Revere Beach, which is managed by the Massachusetts Department of Conservation and Recreation, May 25, 2020. (Robin Lubbock/WBUR)
Revere Beach, which is managed by the Massachusetts Department of Conservation and Recreation, May 25, 2020. (Robin Lubbock/WBUR)

The mayor of Revere is joining the Healey administration as the commissioner of the Department of Conservation and Recreation, where he will oversee the state's network of public parks and beaches.

Brian Arrigo was introduced as commissioner of the DCR early Monday morning. He plans to resign as mayor on April 21, ending a run that began in 2016, and to start work for the state on April 24.

In making the announcement, the Executive Office of Energy and Environmental Affairs credited Arrigo for his work developing Revere's first master plan in more than 40 years, the creation of a 311-constituent service office, and the construction of a new Department of Public Works facility and a new Point of Pines Fire Station, as well as efforts to encourage public and private investments along Revere Beach, Shirley Avenue and Suffolk Downs.

Arrigo previously served on the Revere City Council and in 2014-2015 he worked as operating budget manager at the MBTA. For three years starting in January 2006, Arrigo was deputy budget director and fiscal policy analyst at the Senate Ways and Means Committee.

Arrigo's city is home to Revere Beach Reservation, which DCR describes as "the first public beach established in the United States."

"Policymaking is about more than laws and budgets — it's about building happy, healthy communities for our residents. Mayor Arrigo understands, as I do, that DCR is central to those efforts," Gov. Maura Healey said in a statement. "He has extensive experience transforming Revere's waterfront and managing public lands. I know he will work tirelessly so everyone in our state has access to well-maintained green spaces and fun activities for all ages."

Said Energy and Environmental Affairs Secretary Rebecca Tepper: "It's time we think bigger about the role of the Department of Conservation and Recreation in our state. DCR manages 450,000 acres of land in Massachusetts — from forests to urban oases. We need a Commissioner like Mayor Arrigo who understands the vital role our parks system, tree planting efforts, and conservation work intersect with public health and the climate crisis."

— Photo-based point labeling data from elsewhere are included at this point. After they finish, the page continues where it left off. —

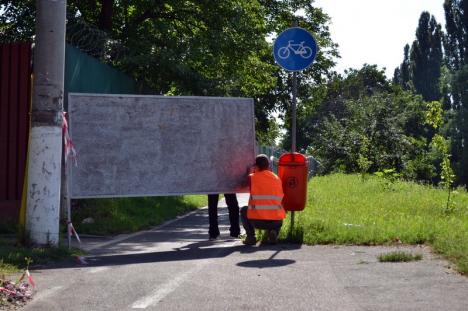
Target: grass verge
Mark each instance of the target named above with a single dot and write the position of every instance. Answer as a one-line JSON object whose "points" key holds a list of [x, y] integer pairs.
{"points": [[124, 215], [343, 209], [110, 216], [14, 258], [399, 256]]}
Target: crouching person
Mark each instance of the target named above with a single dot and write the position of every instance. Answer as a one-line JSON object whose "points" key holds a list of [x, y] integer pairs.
{"points": [[265, 210]]}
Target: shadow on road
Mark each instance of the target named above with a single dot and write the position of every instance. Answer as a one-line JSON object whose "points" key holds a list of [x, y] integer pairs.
{"points": [[193, 251]]}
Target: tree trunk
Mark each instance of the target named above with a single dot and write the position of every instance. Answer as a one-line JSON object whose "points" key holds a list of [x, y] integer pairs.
{"points": [[105, 18]]}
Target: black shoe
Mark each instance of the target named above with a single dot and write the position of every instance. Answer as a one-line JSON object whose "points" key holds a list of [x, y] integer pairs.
{"points": [[250, 240], [235, 234], [272, 237], [213, 237]]}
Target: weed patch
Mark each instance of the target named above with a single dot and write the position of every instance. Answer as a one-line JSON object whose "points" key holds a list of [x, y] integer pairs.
{"points": [[399, 256]]}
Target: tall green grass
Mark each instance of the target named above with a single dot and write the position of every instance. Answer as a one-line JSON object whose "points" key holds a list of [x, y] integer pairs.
{"points": [[343, 209]]}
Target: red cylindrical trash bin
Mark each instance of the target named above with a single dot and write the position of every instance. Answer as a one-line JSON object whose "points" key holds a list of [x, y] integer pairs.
{"points": [[293, 170]]}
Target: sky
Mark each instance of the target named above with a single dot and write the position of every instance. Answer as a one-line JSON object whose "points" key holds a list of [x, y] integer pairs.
{"points": [[376, 31]]}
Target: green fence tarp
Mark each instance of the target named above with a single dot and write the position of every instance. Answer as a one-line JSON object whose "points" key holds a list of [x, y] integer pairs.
{"points": [[86, 74]]}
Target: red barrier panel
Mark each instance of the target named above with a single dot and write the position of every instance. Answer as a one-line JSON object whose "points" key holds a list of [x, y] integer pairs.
{"points": [[15, 92], [293, 170]]}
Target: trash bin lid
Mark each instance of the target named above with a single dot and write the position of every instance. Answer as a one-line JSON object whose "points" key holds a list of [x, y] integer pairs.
{"points": [[292, 157]]}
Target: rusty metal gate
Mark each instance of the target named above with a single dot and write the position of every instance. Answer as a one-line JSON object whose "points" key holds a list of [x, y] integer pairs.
{"points": [[15, 94]]}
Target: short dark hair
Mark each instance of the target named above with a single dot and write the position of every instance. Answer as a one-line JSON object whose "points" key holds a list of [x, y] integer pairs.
{"points": [[262, 162]]}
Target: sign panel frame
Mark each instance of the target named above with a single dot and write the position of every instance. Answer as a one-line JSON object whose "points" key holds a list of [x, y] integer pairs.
{"points": [[295, 49], [150, 145]]}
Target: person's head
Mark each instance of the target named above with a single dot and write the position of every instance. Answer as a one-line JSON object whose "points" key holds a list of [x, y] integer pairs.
{"points": [[262, 162]]}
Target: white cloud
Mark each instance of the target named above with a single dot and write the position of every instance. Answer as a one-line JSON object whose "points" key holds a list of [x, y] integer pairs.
{"points": [[376, 31]]}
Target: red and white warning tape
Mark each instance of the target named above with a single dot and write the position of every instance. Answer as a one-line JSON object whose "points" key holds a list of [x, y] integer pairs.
{"points": [[70, 152], [72, 231], [30, 280]]}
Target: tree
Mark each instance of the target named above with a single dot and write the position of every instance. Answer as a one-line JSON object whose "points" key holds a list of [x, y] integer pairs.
{"points": [[456, 47], [426, 58], [402, 73]]}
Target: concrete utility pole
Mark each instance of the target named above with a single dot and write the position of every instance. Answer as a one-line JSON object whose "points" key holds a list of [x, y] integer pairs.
{"points": [[45, 149]]}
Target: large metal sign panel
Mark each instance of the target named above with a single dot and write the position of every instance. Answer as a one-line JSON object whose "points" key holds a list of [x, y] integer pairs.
{"points": [[130, 145]]}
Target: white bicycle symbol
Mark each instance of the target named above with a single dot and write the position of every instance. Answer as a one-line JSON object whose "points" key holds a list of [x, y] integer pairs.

The new appointee mentioned stepping up tree-planting efforts and improving park maintenance as priorities.

Arrigo was first elected mayor in 2015 and reelected in 2019. He is currently serving the last year in his four-year term.

Healey has proposed a $150.5 million budget for DCR in fiscal 2024. That would represent a 12% increase and includes $5 million to begin addressing a backlog of maintenance projects. House Democrats this week are expected to release their redraft of the governor's budget.